Cimmerian, n. and a.
  (sɪˈmɪərɪən)
  Also 6–7 Cym-, 7 Cymm-, Cim-, 20 Kimm-.
  [f. L. Cimmeri-us (Gr. κιµµέριος) pertaining to the Cimmerii + -an.]
  A. n. One of the Cimmerii: a. A member of a nomadic people of antiquity, the earliest known inhabitants of the Crimea, who overran Asia Minor in the 7th century b.c.

1588 Shakes. Tit. A. ii. iii. 72 Your swarth Cymerion. 1797 Encycl. Brit. V. 9/1 [The Cimbri] are said to have been descended from the Asiatic Cimmerians. 1886 Encycl. Brit. XXI. 577/1 The Cimmerians reached Asia Minor through Thrace. 1902 Encycl. Brit. XXV. 720/1 The Phrygian power was broken in the 9th or 8th century b.c. by the Cimmerians, who entered Asia Minor through Armenia. 1950 H. L. Lorimer Homer & Monuments ii. 52 The description of the country of the Kimmerians..would suit their settlements on the north coast of the Black Sea. Ibid. v. 286 The conflict between Kimmerian and Scyth in South Russia.

  b. One of a people fabled by the ancients to live in perpetual darkness.

1871 Bryant Odyss. xi, There the people dwell, Of the Cimmerians, in eternal cloud And darkness.

  B. adj. a. Of or pertaining to the ancient Cimmerii or their territories.

1862 Chambers's Encycl. III. 35/1 The Cimmerian Bosporus (Strait of Yenikale). 1886 Encycl. Brit. XXI. 577/1 The Dniester was the grave of the Cimmerian kings. 1917 E. Pound in Poetry (Chicago) Aug. 251 To the Kimmerian lands and peopled cities..came we. 1950 H. L. Lorimer Homer & Monuments v. 306 The result of Kimmerian and Scythian invasions. 1959 Chambers's Encycl. III. 573/2 Cimmerii were a people who in the Homeric tradition dwelt beyond the ocean in perpetual darkness... They..were penned by the Scythians in the Crimea..and in the Taman peninsula; the ancient ‘Cimmerian Bosporus’ was the strait between these two lands.

  b. Of or belonging to the legendary Cimmerii. Hence, proverbially used as a qualification of dense darkness, gloom, or night, or of things or persons shrouded in thick darkness.

1598 Marston Pygmal.
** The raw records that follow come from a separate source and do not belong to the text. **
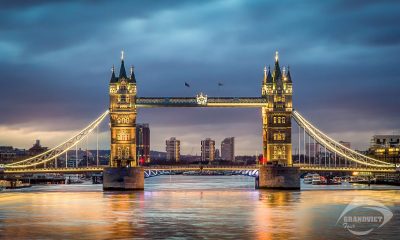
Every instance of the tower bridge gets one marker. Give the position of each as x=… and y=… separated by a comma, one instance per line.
x=278, y=167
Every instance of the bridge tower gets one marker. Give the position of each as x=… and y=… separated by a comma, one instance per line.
x=123, y=173
x=276, y=115
x=277, y=142
x=123, y=118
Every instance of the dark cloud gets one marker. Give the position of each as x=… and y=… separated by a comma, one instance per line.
x=55, y=58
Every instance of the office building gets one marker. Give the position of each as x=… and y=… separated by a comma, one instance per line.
x=228, y=149
x=173, y=149
x=208, y=150
x=143, y=143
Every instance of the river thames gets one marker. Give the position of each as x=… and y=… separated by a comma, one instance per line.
x=189, y=207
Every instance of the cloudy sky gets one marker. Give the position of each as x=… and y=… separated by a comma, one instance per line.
x=56, y=56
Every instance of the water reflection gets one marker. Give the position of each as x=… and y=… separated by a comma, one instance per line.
x=178, y=206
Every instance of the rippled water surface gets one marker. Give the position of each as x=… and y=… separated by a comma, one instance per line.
x=204, y=207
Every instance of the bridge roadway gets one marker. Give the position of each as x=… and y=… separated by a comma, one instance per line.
x=99, y=169
x=242, y=102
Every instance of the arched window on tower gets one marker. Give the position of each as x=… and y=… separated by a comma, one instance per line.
x=127, y=152
x=119, y=152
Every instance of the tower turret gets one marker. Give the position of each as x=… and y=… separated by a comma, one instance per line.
x=122, y=72
x=132, y=78
x=113, y=78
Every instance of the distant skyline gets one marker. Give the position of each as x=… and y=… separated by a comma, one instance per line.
x=56, y=57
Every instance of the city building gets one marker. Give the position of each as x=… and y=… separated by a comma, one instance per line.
x=208, y=150
x=217, y=155
x=143, y=142
x=173, y=149
x=228, y=149
x=386, y=148
x=7, y=154
x=36, y=149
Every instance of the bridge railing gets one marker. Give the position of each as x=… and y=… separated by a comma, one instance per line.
x=58, y=150
x=337, y=148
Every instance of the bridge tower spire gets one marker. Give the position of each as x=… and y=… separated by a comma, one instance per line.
x=276, y=116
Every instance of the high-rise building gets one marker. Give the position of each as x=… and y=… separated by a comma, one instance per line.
x=173, y=148
x=386, y=148
x=217, y=155
x=228, y=149
x=143, y=142
x=208, y=150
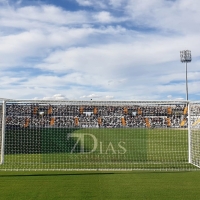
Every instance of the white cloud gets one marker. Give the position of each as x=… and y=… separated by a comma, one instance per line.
x=99, y=54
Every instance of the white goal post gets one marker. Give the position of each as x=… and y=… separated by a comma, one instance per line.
x=99, y=135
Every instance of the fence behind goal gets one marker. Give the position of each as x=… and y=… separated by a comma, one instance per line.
x=99, y=135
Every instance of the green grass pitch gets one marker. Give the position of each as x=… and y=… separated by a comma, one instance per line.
x=152, y=149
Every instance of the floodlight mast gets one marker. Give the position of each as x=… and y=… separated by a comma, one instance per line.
x=185, y=58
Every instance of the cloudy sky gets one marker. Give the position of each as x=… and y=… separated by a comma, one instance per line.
x=99, y=49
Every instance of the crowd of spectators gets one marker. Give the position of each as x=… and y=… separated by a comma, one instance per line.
x=102, y=116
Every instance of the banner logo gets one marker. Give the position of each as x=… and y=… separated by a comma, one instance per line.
x=102, y=148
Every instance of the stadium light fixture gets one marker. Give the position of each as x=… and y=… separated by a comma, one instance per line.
x=185, y=58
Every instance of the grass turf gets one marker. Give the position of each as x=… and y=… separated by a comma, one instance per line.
x=99, y=186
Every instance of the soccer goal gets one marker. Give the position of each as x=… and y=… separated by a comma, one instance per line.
x=99, y=135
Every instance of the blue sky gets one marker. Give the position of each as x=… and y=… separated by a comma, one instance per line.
x=98, y=49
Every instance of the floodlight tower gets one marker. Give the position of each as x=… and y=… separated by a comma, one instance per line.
x=185, y=58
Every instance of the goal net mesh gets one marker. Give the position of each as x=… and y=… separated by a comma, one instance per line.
x=97, y=135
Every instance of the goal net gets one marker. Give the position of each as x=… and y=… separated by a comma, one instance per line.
x=98, y=135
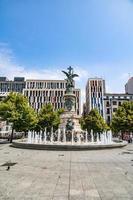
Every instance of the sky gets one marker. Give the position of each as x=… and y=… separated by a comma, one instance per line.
x=39, y=38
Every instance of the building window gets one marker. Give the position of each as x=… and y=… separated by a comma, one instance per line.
x=108, y=111
x=114, y=109
x=119, y=103
x=107, y=104
x=114, y=102
x=108, y=119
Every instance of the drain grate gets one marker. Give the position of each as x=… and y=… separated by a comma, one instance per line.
x=8, y=164
x=127, y=152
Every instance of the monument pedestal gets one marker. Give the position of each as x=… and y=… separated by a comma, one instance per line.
x=70, y=115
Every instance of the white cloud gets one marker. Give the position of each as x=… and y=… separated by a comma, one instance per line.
x=10, y=68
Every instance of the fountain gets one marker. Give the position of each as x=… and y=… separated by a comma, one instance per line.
x=69, y=135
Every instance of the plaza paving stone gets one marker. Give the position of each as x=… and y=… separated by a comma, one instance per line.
x=66, y=175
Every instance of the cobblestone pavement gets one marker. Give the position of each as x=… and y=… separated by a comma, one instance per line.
x=67, y=175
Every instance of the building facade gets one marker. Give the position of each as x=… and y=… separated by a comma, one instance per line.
x=17, y=85
x=129, y=86
x=95, y=90
x=106, y=103
x=41, y=92
x=112, y=102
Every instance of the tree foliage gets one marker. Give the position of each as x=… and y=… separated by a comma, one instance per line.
x=49, y=118
x=16, y=110
x=123, y=118
x=94, y=121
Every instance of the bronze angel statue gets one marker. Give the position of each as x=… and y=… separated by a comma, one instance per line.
x=70, y=79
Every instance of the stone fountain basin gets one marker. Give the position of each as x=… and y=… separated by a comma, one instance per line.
x=67, y=147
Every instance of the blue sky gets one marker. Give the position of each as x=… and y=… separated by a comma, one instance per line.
x=38, y=38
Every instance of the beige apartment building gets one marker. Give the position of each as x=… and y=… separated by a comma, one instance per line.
x=41, y=92
x=112, y=102
x=95, y=90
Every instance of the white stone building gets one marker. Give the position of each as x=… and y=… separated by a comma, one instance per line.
x=95, y=90
x=41, y=92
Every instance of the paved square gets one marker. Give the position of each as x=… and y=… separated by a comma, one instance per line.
x=74, y=175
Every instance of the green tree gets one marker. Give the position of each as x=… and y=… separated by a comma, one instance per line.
x=49, y=118
x=15, y=109
x=123, y=118
x=94, y=121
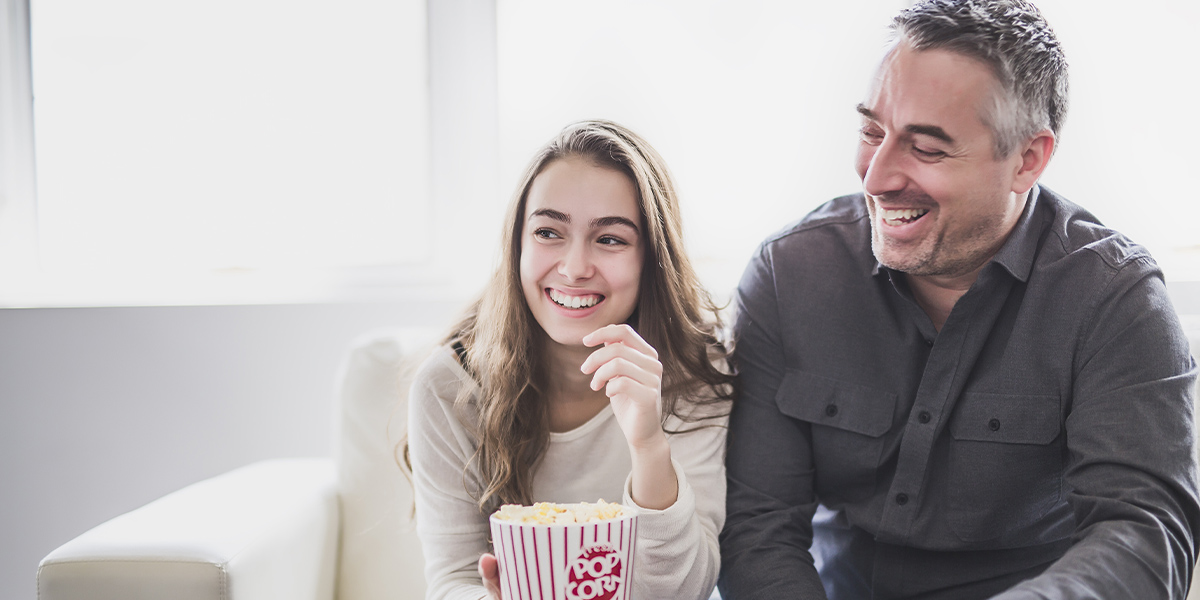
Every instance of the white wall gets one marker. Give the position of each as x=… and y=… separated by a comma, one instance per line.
x=106, y=409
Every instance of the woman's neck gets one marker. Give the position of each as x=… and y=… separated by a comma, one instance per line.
x=570, y=399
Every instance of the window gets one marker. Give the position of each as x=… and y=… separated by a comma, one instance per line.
x=268, y=150
x=189, y=144
x=753, y=107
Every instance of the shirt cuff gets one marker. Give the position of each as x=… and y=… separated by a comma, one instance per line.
x=671, y=521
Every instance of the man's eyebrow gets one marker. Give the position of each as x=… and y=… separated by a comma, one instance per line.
x=931, y=131
x=923, y=130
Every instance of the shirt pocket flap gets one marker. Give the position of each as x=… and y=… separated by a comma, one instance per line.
x=833, y=403
x=1007, y=419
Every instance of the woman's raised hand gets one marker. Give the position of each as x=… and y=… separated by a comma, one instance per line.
x=628, y=369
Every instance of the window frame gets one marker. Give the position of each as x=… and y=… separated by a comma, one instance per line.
x=462, y=138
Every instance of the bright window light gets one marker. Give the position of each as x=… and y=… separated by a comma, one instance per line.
x=753, y=107
x=229, y=136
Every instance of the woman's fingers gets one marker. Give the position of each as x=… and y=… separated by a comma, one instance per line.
x=490, y=571
x=623, y=334
x=628, y=372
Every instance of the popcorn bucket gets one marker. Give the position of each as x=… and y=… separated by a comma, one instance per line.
x=589, y=561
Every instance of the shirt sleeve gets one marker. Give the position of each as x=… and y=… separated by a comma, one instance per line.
x=453, y=532
x=1132, y=472
x=677, y=551
x=769, y=503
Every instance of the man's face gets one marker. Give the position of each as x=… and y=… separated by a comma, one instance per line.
x=941, y=203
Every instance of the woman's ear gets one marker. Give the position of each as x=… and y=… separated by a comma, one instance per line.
x=1035, y=157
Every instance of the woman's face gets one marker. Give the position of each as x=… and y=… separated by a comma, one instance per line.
x=581, y=249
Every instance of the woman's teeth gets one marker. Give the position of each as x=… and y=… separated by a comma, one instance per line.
x=569, y=301
x=901, y=216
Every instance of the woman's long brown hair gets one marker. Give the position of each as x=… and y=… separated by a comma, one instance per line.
x=504, y=345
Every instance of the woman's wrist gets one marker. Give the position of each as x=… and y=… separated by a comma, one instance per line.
x=654, y=484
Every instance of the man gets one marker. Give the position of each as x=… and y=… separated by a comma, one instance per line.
x=959, y=384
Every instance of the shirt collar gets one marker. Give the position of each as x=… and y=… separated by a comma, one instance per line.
x=1019, y=250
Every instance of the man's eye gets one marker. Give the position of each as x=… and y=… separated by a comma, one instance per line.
x=928, y=154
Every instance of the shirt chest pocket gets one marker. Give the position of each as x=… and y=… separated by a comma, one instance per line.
x=1006, y=463
x=849, y=425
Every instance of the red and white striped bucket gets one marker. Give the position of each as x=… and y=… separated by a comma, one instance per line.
x=567, y=562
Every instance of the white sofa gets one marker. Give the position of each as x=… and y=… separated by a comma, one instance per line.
x=289, y=529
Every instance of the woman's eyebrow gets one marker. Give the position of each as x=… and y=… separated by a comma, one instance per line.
x=612, y=221
x=594, y=223
x=551, y=214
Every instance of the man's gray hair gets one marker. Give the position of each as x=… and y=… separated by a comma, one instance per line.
x=1015, y=41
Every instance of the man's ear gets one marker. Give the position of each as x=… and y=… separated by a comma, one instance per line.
x=1035, y=159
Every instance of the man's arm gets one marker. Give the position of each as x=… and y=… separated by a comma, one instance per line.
x=1132, y=472
x=769, y=503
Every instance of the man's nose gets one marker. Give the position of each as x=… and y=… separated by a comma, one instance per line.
x=885, y=172
x=577, y=263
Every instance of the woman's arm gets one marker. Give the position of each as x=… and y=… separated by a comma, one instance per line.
x=677, y=480
x=453, y=532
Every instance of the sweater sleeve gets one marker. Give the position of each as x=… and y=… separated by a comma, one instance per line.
x=678, y=555
x=453, y=531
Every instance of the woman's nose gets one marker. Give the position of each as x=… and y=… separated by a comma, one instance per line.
x=576, y=263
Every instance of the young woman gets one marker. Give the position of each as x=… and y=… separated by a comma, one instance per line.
x=588, y=369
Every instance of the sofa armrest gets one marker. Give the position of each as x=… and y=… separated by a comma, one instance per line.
x=265, y=531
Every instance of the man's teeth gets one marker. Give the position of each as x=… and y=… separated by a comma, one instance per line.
x=900, y=216
x=574, y=301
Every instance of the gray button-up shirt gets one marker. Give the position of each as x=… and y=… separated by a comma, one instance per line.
x=1042, y=439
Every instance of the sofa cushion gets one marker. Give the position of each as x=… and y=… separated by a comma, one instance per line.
x=381, y=556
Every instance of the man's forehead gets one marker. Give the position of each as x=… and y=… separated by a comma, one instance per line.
x=931, y=88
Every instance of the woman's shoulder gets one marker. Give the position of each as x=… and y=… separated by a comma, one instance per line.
x=442, y=375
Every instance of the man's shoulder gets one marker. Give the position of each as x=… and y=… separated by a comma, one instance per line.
x=1074, y=232
x=845, y=213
Sat. ii. 142 That such Cymerian darknes should inuolve A quaint conceit, that he could not resolue. 1632 Milton L'Allegro 10 There under ebon shades..In dark Cimmerian desert ever dwell. 1781 Gibbon Decl. & F. III. 206 The proverbial expression of Cimmerian darkness was originally borrowed from the description of Homer (in the eleventh book of the Odyssey). 1801 Helen Williams Sk. Fr. Rep. i. xviii. 229 The Cimmerian night of the middle ages. 1880 E. Kirke Garfield 15 A dense fog..shrouded the lonely mountain in Cimmerian darkness.

  Hence Ciˈmmerianism, dense darkness (of ignorance, etc.); Ciˈmmerianize v. trans., to make totally dark.

1630 J. Taylor (Water P.) Peace of France Wks. iii. 111 Ded., The Leathean Den of obliuious Cimerianisme. 1824 Blackw. Mag. XVI. 292 The awful cimmerianism of the philologer and classical critic of the Edinburgh Review. 1600 Tourneur Trans. Metamorph. (1878) 187 This blacke Cymerianized night.